As a corollary, if my husband happens to have a grumpy face when he's talking to me, he might not be grumpy at me (although he definitely might be: I have been known to push a button or two). I want to be able to hear past an angry tone, an interruption, or a misspoken word, and not weaponize it and turn it back onto the person. I want to be able to hear the message without getting all bent out of shape about the delivery. Personal criticism is vital for growth (prune the dead branches, etc), but it doesn't always come in an embossed envelope, delivered by singing baby angels.

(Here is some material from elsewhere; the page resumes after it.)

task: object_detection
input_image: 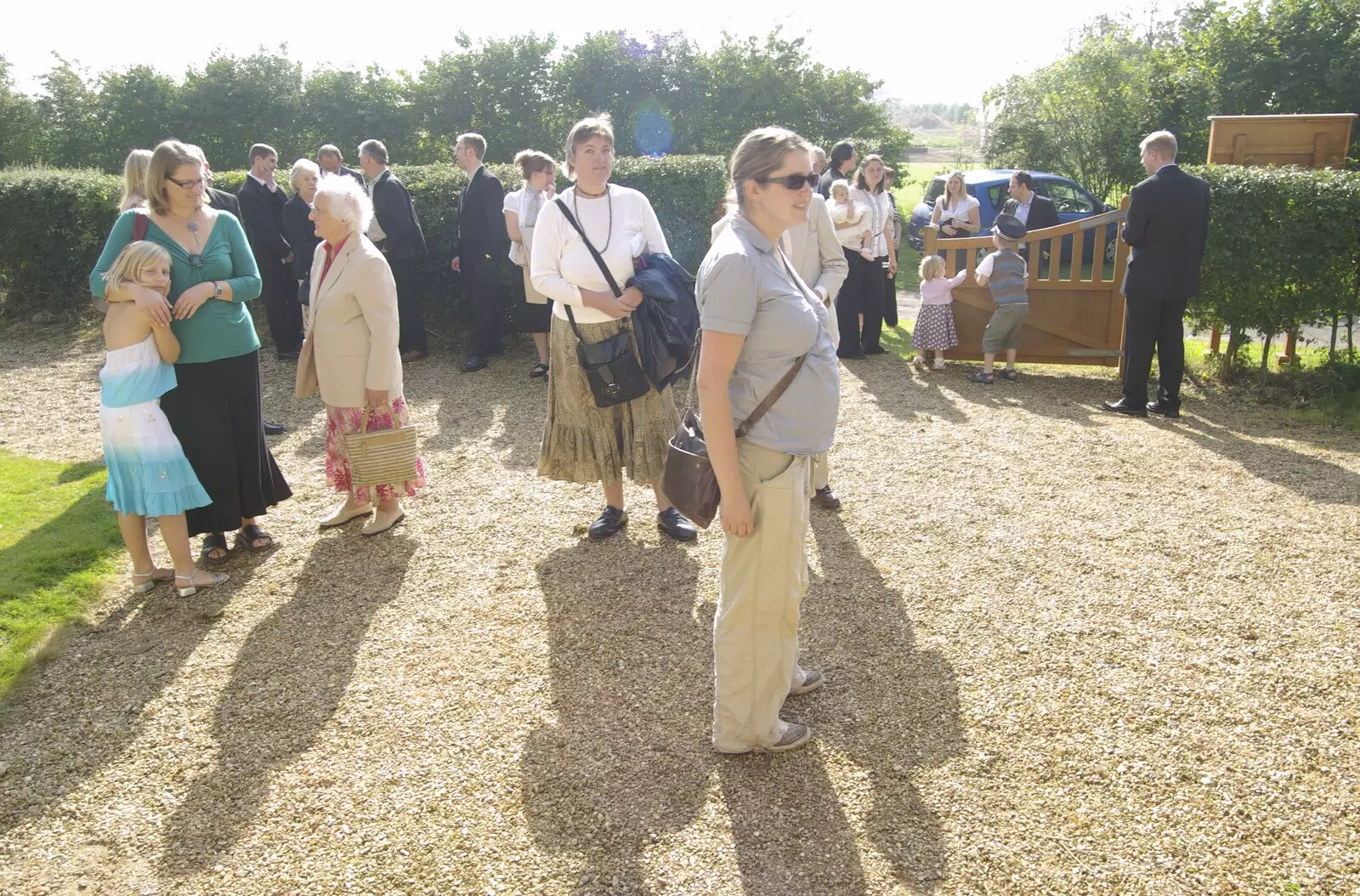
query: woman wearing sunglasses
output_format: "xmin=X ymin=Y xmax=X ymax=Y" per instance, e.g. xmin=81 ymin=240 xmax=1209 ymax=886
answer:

3. Stop swearing (in conversation). I love salty language. I've peppered my speech with forbidden words since the fifth grade, when I realized that my parents weren't actually in class with me and couldn't do much about it (my big transgression? Telling a classmate to shut up, which, along with hate, stupid, and dumb, was definitely Not Allowed in my house). I swear like a sailor with my friends and my therapists, and I love it. It's fun! But, if I'm being perfectly honest, swearing is also sort of déclassé and aggressive. I hate that I'm more likely to drop an f-bomb when I'm angry, or when I'm trying to come across as cool or tough. Removing rough language from my speech doesn't mean I don't feel angry, or want to seem cool or tough; it just means I don't have a convenient crutch to lean on to convey those thigs. And I can definitely keep using the whole dictionary, including the R-rated entries, in my writing. Sometimes, a sister just needs to write fuuuuuck, you know?

2016 is going be a nutty year for a lot of different reasons. We're transitioning from a two-person family to welcoming a third. My parents and siblings are in flux right now, and "home" is undergoing a radical redefinition. I have creative projects simmering in my brain, but they've not yet come to full boil. And, as the year passes, time will stretch and slow like it always does. The days will be long and the weeks short, and vice versa. "One day at a time" is such a cliche, but even cliches have their usefulness.